Boost C++ Libraries

...one of the most highly regarded and expertly designed C++ library projects in the world. Herb Sutter and Andrei Alexandrescu, C++ Coding Standards

Connection pools
PrevUpHomeNext

Connection pooling is a technique where several long-lived connections are re-used for independent logical operations. When compared to establishing individual connections, it has the following benefits:

  • It provides better performance. Please consult our benchmarks for more info.
  • It simplifies connection management. The connection pool will establish sessions, perform retries and apply timeouts out of the box.

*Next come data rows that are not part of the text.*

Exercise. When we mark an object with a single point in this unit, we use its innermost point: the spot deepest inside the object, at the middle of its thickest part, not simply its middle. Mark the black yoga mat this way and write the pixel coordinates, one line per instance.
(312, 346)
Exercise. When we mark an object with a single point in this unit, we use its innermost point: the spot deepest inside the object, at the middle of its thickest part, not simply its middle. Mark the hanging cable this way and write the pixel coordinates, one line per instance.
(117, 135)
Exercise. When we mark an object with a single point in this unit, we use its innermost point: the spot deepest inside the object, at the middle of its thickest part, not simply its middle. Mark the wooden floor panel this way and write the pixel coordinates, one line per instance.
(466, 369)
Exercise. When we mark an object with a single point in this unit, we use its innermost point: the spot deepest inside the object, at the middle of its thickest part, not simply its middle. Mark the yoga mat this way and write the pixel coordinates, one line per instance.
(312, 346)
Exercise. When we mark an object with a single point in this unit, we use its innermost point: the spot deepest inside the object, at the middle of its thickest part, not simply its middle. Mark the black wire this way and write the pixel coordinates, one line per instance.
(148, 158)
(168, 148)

This is how you can create a pool of connections:

// pool_params contains configuration for the pool.
// You must specify enough information to establish a connection,
// including the server address and credentials.
// You can configure a lot of other things, like pool limits
mysql::pool_params params;
params.server_address.emplace_host_and_port(server_hostname);
params.username = mysql_username;
params.password = mysql_password;
params.database = "boost_mysql_examples";

// The I/O context, required by all I/O operations
asio::io_context ctx;

// Construct a pool of connections. The context will be used internally
// to create the connections and other I/O objects
mysql::connection_pool pool(ctx, std::move(params));

// You need to call async_run on the pool before doing anything useful with it.
// async_run creates connections and keeps them healthy. It must be called
// only once per pool.
// The detached completion token means that we don't want to be notified when
// the operation ends. It's similar to a no-op callback.
pool.async_run(asio::detached);

connection_pool is an I/O object that manages connections. It can be constructed from an executor or execution context (like all I/O objects) and a pool_params object.

connection_pool::async_run must be called exactly once per pool. This function takes care of actually keeping connections healthy.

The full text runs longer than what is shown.